Na de Mariaplaats, en de Twijnstraat, krijgt nu ook het Oudkerkhof een nieuw gezicht.
Of ik moet eigenlijk zeggen: wordt in oude luister hersteld.
Paaltjes en parkeerplekken verdwijnen,
bomen en bankjes verschijnen.
En het mooiste is, dat dit een samenspel is tussen gemeente en ondernemers.
De openbare ruimte, zo staat in een rapport van de Rijksoverheid, maakt steden leefbaar en aantrekkelijk,
geeft wijken en buurten identiteit,
maakt functies bereikbaar
en vormt een plek voor ontmoeting, interactie en sociale cohesie.
De openbare ruimte heeft wat GroenLinks betreft geen functie als commerciële melkkoe.
Tijdens de behandeling van deze voorjaarsnota zullen we dan ook een aantal voorstellen doen om de commercialisering van de openbare ruimte een halt toe te roepen.
Dit betekent overigens niet dat we de stad willen aanharken, juist niet.
De rafelranden van de stad moeten we niet uitgummen,
we moeten ze bewust koesteren, zodat ze niet verdwijnen.
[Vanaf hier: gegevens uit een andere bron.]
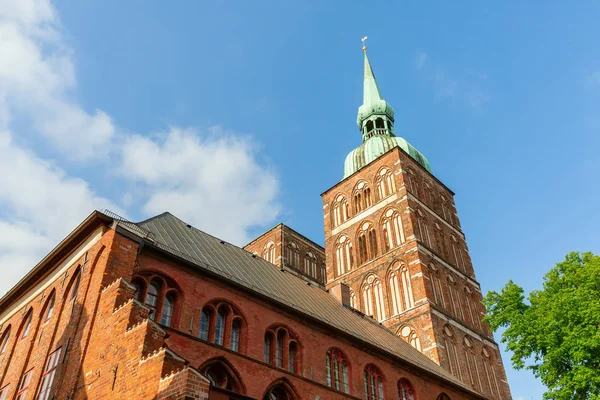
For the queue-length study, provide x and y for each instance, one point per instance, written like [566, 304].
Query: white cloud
[37, 79]
[39, 205]
[210, 179]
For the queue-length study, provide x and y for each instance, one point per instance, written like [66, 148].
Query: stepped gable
[236, 264]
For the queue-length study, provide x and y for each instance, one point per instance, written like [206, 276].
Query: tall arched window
[336, 368]
[152, 298]
[373, 380]
[402, 296]
[436, 286]
[393, 231]
[269, 252]
[279, 349]
[343, 255]
[50, 308]
[373, 298]
[293, 257]
[293, 349]
[341, 211]
[451, 353]
[385, 183]
[267, 347]
[362, 197]
[205, 323]
[27, 325]
[282, 348]
[167, 313]
[405, 390]
[409, 334]
[222, 324]
[5, 339]
[236, 328]
[367, 243]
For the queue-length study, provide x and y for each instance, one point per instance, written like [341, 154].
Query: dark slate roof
[207, 252]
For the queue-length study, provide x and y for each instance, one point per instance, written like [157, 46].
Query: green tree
[556, 332]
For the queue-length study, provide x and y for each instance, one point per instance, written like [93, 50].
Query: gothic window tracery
[282, 348]
[337, 370]
[385, 183]
[362, 197]
[373, 298]
[222, 323]
[341, 211]
[409, 334]
[400, 288]
[393, 230]
[344, 255]
[405, 390]
[367, 243]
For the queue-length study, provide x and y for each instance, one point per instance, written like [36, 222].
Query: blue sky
[236, 115]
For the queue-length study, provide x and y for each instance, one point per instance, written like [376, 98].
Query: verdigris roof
[230, 262]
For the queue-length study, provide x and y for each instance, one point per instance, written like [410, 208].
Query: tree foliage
[556, 332]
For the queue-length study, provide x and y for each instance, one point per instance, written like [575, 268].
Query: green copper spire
[376, 122]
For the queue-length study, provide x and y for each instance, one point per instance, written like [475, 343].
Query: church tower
[395, 250]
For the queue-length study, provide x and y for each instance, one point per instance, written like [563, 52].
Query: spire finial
[364, 45]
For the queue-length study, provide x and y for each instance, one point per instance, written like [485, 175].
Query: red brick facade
[98, 282]
[392, 235]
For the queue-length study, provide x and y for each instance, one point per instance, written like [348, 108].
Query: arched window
[282, 348]
[205, 323]
[385, 183]
[353, 303]
[50, 308]
[436, 286]
[409, 334]
[5, 339]
[336, 368]
[362, 197]
[310, 264]
[75, 288]
[236, 328]
[393, 231]
[402, 296]
[27, 325]
[222, 375]
[269, 252]
[279, 350]
[341, 211]
[293, 257]
[167, 313]
[343, 255]
[222, 324]
[152, 298]
[373, 298]
[267, 347]
[405, 390]
[220, 327]
[451, 353]
[293, 348]
[373, 380]
[367, 243]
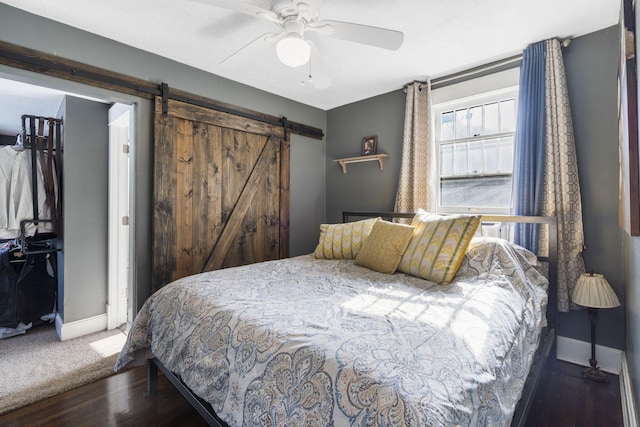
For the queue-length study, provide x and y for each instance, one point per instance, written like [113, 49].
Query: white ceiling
[440, 37]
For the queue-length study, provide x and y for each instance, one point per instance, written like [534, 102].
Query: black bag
[8, 292]
[37, 289]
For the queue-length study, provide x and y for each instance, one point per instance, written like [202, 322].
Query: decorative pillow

Van organisch ontwikkelde gebieden,
tot stationskappen op het Berlijnplein:
Dat is toch wat de stad een eigen gezicht geeft?
Voorzitter,
Ruim 25 jaar geleden kwam ik uit Friesland,
uit een bescheiden stad,
Naar Utrecht, een bescheiden stad.
Maar Utrecht is die kwalificatie ontgroeid,
Lombok, mijn wijk, waar ik destijds een huis kocht voor de prijs van nu een parkeerplaats, is zienderogen veranderd.
De huizen staan rechter,
de straten zijn schoner
en de lucht is gezonder.
Toch kan ik soms met lichte weemoed terugdenken aan de tijd dat de geur van komijn uit de ramen van huizen kwam,
krakers kleur gaven aan de stad,
en sekswerkers net zo bij Utrecht hoorden als de domtoren.
Dat neemt niet weg dat ik trots ben,
op Utrecht,
mijn stad.
Er dat ik echt vind dat er reden is voor een feestje.
Maar een groot feest wordt het pas, als iedereen mee kan doen.